Moonshine
by nowdefunct2
Summary: In which Alistair is both king and (a) drunk. Ten years after the Warden's death, Zevran returns out of the blue to pay him a visit.


There is more moonshine in me than there should be in any king or young father and it occurs to me that if assassination is on his mind we must be seconds away from him dragging me out into the alley and stabbing me twelve times. I tell him so and in that irritating way of his of prefacing every sentence with a laugh he chortles and says "I would, Alistair, you would not believe the price on your head, but there is moonshine in me too." He takes another dainty sip, first taking care to tuck a stray lock of blond hair behind his ears, and I mirror him except my hand rebels on its ascent, spilling half my drink all over my trousers. A second thought occurs to me and it is that the Ferelden press would have a field day if they could see me now, but when I look around in wild panic to see if anyone's spying on us I realize my fears are unfounded. Without my crown I suppose all anyone sees is a middle aged man with greying hair, a stomach that's gone soft and trousers that looks like they've been pissed in. Same as every other guy at this inn - that's to say every guy except him who, incredibly, looks exactly the way he does in my decade old memories.

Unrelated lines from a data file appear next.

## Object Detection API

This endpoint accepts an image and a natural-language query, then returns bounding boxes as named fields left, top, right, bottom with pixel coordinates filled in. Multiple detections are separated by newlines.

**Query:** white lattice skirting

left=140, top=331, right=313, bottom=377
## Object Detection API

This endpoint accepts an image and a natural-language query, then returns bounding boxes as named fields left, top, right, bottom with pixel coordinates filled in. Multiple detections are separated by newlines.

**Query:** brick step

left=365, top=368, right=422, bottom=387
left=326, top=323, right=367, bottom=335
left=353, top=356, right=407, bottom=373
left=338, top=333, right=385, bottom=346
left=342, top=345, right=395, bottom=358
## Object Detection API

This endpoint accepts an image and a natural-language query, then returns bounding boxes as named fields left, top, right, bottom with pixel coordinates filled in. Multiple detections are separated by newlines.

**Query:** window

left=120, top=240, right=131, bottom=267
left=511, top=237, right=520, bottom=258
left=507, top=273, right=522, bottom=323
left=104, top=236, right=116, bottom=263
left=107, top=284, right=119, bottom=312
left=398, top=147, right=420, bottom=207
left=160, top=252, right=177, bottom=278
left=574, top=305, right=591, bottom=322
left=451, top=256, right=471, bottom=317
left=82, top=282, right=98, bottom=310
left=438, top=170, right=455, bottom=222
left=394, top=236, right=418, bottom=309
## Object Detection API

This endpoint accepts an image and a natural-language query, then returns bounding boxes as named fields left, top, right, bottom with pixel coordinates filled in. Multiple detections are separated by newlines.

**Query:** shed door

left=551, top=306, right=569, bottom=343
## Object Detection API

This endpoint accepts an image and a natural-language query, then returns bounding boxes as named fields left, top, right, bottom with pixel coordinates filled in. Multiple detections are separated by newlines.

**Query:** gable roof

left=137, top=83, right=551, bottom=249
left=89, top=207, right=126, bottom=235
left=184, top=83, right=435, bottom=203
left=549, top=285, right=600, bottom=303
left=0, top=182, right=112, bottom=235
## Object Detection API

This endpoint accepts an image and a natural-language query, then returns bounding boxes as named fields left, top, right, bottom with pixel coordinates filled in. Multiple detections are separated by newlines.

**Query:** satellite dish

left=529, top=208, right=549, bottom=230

"You are still a very beautiful man," he says and I realise I've said my thoughts out loud again. I blush like a boy, remembering how he used to flirt with me mercilessly just to make me uncomfortable. "Do you want to see my room?" he asks.

"Okay." "Okay good."

We stumble up the stairs to the third floor of the Crown and Lion, where he fumbles with keys for an eternity before letting me into a room unlike any other room I've been in for the past ten years. It is unadorned by marble or precious metal and instead of the smell of perfume there is the raw salt smell of the ocean. The smell sharpens when he opens the windows. Though I can't see it I know the Amaranthine Ocean is somewhere out there in the moonless night; Duncan and I have spent the whole summer playing at its shores. Today at sunset it was indigo buzzing gold around the edges and as we waded slowly out into the water, my boy telling me he reckoned the sun was ours to pluck right out of the sky if we just managed to walk far enough, I thought that life had gotten as good as it gets. And yet here I am miles away from that life mesmerized by the way these cheap curtains billow in the ocean breeze like the sails of a ship. Here I am filling up with a sudden strange desire for this room to metamorphose into an actual ship and sail me away. Why?

I notice him unscrewing a bottle of something. "What's that?" "Brandy." "Careful," he says when it's my turn, "savour it, savour it, don't gulp… oh." He groans as a fresh wave of wet spreads across my trousers. "Would you like a clean pair of trousers?" he asks politely but I'm already unbuckling my belt and slipping mine off. There's a bed in the middle of the room, big enough for two, with clean white undisturbed sheets. I lay down to rest my spinning head.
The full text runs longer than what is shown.